In welche Richtung sich die Story letztendlich bewegt, wissen wir allerdings erst, wenn wir die verschiedenen Enden des Spiels freigespielt haben. Aber allein die Tatsache, dass Nier: Automata eben das wieder ermöglicht, stimmt mich bereits hoffnungsvoll. Story-Twists des ersten Teils trafen mich umso härter, weil ich sie durch die untypische Erzählweise nicht vorhersehen konnte. Die Schicksale der Charaktere nahmen mich genau deswegen emotional so sehr mit. Allein durch die multiplen Enden hat Automata das Potenzial, uns in eine ähnlich komplexe, emotional mitreißende Story zu verwickeln.
Brutale, leere Welt
Die Spielwelt scheint atmosphärisch die perfekte Kulisse für eine Geschichte um Krieg und Zerstörung darzustellen. Anders als im Vorgänger schwingt nun nicht länger Melancholie mit, vielmehr soll uns die Welt laut Taro Yoko wie Feinde behandeln. Sie sei unfair, sogar brutal.
Die Ruinenstadt, eines der ersten großen Gebiete des Spiels, scheint diese Stimmung auf dem ersten Blick perfekt zu transportieren. Während ich mir zusammen mit 9S den Weg durch ein leerstehendes Hochhaus bahnte, traf ich weder NPCs, noch konnte ich im Gebäude irgendeinen Rückstand einer früheren Zivilisation feststellen. Es hingen keine Bilder an den Wänden. Es versperrten mir keine ramponierten Möbelstücke den Weg. Nichts.
Die Umgebung außerhalb des Hochhauses schienen Natur und Maschinen indes fair untereinander aufgeteilt zu haben. Sträuche und Bäume ragten über die Dächer der zahlreichen Betonbauten hinaus. Auf den Grasflächen patrouillierten Roboterwesen. Aber auch hier fand ich bis auf ein paar wenige Truhen mit Crafting-Materialen und eine winzige Menschensiedlung nichts, für das es sich anzuhalten gelohnt hätte. Die Ruinenstadt erschien kahl und ausgestorben.
Im Kontext der Geschichte ergibt die Leere des Gebietes aber Sinn. Ich sollte nirgendwo stehen bleiben und nach Erinnerungen an eine vergangene Zivilisation suchen. Ich war eine bloße Schachfigur in einem verbitterten Krieg und kämpfte für eine Seite, die bereits von der Erde vertrieben wurde. Und das ließ mich die Ruinenstadt an vielen Stellen spüren.

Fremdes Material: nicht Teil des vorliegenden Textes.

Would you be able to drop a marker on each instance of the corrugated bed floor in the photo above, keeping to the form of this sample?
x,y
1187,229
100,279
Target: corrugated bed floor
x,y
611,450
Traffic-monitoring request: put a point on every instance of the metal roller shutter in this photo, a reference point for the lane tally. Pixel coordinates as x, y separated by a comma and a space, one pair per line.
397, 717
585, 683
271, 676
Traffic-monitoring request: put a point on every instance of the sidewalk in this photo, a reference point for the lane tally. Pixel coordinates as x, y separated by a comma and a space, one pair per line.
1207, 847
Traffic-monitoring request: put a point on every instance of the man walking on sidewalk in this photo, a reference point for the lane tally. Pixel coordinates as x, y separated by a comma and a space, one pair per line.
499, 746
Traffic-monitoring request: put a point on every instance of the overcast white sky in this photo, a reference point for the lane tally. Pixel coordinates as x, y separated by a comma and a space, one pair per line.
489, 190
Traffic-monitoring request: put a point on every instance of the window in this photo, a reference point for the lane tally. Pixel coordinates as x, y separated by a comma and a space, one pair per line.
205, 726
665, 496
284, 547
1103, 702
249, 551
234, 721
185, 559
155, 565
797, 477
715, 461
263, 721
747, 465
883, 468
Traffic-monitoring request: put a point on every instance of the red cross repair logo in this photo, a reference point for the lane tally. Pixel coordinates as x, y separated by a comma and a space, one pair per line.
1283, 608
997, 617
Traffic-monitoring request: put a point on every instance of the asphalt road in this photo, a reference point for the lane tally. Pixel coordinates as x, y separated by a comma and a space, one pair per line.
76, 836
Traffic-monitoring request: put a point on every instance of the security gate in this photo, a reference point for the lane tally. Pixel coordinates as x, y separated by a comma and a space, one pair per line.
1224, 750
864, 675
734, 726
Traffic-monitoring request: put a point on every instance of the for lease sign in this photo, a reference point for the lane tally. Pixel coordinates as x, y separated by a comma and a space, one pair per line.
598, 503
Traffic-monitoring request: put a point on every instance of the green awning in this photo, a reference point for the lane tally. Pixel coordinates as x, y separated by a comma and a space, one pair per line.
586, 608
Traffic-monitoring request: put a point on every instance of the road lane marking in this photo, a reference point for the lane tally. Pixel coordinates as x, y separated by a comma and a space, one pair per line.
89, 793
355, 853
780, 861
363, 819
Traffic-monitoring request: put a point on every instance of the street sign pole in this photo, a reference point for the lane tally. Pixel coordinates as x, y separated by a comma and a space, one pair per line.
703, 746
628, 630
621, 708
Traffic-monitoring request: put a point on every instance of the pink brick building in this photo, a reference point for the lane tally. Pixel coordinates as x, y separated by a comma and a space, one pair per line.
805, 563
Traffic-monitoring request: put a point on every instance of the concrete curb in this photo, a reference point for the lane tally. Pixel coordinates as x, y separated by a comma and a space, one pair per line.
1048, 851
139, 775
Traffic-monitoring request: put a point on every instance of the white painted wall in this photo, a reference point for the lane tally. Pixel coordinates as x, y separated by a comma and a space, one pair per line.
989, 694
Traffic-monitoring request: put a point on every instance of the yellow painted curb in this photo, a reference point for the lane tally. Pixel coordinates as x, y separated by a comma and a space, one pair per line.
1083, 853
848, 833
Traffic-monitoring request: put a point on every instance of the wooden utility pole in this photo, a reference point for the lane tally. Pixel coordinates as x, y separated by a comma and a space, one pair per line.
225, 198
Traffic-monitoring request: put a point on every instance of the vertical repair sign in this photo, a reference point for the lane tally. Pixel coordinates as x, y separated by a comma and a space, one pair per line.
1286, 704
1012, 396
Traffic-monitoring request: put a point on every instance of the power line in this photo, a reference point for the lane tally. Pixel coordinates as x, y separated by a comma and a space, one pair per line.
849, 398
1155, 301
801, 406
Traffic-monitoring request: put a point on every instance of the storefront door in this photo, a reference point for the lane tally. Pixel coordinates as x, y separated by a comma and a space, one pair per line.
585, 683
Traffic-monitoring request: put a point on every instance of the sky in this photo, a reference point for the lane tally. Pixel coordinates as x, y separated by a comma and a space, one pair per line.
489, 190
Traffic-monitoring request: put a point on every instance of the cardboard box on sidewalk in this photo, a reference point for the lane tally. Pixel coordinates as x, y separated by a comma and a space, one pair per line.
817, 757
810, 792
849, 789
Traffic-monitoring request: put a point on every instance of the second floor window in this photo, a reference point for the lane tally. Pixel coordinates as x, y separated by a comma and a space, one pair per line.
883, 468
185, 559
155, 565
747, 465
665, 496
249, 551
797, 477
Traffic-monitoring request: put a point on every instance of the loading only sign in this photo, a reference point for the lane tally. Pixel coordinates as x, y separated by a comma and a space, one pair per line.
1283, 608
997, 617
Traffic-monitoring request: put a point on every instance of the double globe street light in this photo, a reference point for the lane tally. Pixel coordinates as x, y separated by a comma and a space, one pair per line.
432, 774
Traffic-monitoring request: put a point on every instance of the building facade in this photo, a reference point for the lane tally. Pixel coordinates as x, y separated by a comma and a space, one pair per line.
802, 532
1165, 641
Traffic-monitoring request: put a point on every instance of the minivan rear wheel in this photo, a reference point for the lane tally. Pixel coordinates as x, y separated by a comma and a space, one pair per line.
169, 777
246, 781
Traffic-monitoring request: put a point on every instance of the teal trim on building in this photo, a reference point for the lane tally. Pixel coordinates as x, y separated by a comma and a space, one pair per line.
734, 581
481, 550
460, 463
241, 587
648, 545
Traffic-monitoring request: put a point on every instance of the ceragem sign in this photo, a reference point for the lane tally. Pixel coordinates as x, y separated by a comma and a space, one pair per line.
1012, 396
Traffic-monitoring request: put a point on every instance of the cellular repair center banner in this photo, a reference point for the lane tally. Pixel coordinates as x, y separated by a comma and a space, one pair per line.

Das Spiel mit den Kontrasten
An anderen Stellen fasste ich mir hingegen an den Kopf. Wie die Spielwelt des Vorgängers ist die Ruinenstadt durchzogen von Kontrasten, die vorherige Eindrücke auf den Kopf stellen. Stürmte ich zuvor noch von Kampf zu Kampf, durfte ich an einem kleinen Tümpel inmitten von Hochhausruinen genüsslich angeln. Griff mich ein Elch anfangs an, durfte ich einige Zeit später mit der Hilfe eines bestimmten Tierköders durch Trauben von Maschinenwesen auf ihm reiten.
Die Ausgestaltung des Gebiets ergibt im Kontext der Geschichte Sinn - und in genau solchen Situationen wiederum überhaupt nicht. Sie erscheint zwar brutal, kalt und unfair, durchbricht diese Stimmung aber immer wieder mit friedliebenden Aktivitäten. Am Ende entsteht ein seltsames Bild, das mich wie beim Vorgänger vor die gleiche Frage stellt: Was zur Hölle passiert hier eigentlich?
Linda Sprenger @lindalomaniac
Ich bin erleichtert, wie viel Nier trotz des neuen Entwicklerstudios in Automata steckt. Das Team von PlatinumGames hat dem Nachfolger zwar seinen eigenen Stempel aufgedrückt, bleibt den unkonventionellen Designentscheidungen des ersten Teils aber treu. Nier: Automata ist spielerisch so bunt und abwechslungsreich ist wie der Vorgänger. Gameplay-Mechaniken mischen sich zu einem uneinheitlichen Werk, das aber zur atmosphärisch widersprüchlichen Spielwelt passt.
Das erste Nier faszinierte mich so, weil es mich auf mehreren Ebenen konstant überraschte. Nier: Automata erscheint genauso unvorhersehbar - und damit hat PlatinumGames den Grundstein für ein verrücktes, charmantes und hoffentlich emotional mitreißendes Abenteuer gelegt.